Noncitizens are not afforded constitutional protections, including the Sixth Amendment right to a speedy trial and access to counsel (as we will detail in a forthcoming post). While in criminal law defendants can challenge the government’s delays, noncitizens have little choice but to wait — often, for years. For example, a June 2022 Supreme Court decision denied immigrants the right to a timely bond hearing in front of a judge. This decision allows ICE to detain immigrants for extended periods without trial. 

Additionally, because immigration law is civil and not criminal, noncitizens are not appointed legal counsel. Ample evidence suggests that legal counsel improves a noncitizen’s chance at a positive outcome. Research shows that “represented immigrants in detention who had a custody hearing were four times more likely to be released from detention.” 

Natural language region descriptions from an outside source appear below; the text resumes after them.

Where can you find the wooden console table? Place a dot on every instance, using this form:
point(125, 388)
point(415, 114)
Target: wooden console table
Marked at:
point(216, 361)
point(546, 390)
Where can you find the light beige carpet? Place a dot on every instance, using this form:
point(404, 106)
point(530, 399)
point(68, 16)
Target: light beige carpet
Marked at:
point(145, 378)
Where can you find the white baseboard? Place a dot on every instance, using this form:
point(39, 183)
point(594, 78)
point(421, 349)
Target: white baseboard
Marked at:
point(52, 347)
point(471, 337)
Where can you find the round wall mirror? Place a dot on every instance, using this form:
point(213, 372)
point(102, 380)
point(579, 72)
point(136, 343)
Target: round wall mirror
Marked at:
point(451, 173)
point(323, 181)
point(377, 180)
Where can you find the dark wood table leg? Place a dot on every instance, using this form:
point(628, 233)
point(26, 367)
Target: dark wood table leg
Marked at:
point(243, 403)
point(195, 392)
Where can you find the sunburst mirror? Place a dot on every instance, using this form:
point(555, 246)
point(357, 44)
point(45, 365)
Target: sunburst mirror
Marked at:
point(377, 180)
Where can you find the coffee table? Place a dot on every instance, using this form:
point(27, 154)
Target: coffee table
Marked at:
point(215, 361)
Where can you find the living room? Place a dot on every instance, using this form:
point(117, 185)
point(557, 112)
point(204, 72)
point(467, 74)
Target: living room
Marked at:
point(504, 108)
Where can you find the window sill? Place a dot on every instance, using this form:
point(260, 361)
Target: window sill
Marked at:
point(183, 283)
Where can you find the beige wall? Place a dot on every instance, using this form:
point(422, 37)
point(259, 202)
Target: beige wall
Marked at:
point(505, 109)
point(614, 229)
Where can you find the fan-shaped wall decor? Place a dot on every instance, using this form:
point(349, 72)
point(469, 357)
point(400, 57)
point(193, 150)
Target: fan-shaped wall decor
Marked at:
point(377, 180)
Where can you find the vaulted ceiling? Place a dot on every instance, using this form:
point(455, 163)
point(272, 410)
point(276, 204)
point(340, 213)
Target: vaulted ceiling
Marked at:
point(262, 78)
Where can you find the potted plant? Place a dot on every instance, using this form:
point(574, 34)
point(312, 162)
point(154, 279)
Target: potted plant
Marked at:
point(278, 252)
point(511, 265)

Being detained also limits a noncitizen’s ability to obtain counsel. The American Immigration Council found that “only 14 percent of detained immigrants acquired legal counsel, compared with two-thirds of non-detained immigrants.” For the noncitizens who can obtain counsel, the ACLU has found that ICE has restricted communication between the detained person and their attorney. 

The path forward

While the U.S. has historically relied on the criminal justice model, there are better models for civil immigration detention. For example, the American Bar Association cites nursing homes, residential treatment facilities, domestic violence shelters, and in-patient psychiatric treatment facilities as possible models for humane detainment. 

The immigration system was established in civil law because it is unfair to detain and punish people who have not committed a crime and are only seeking to immigrate to America. We must take steps to disentangle immigration detention from the criminal detention system to ensure we are not penalizing innocent people.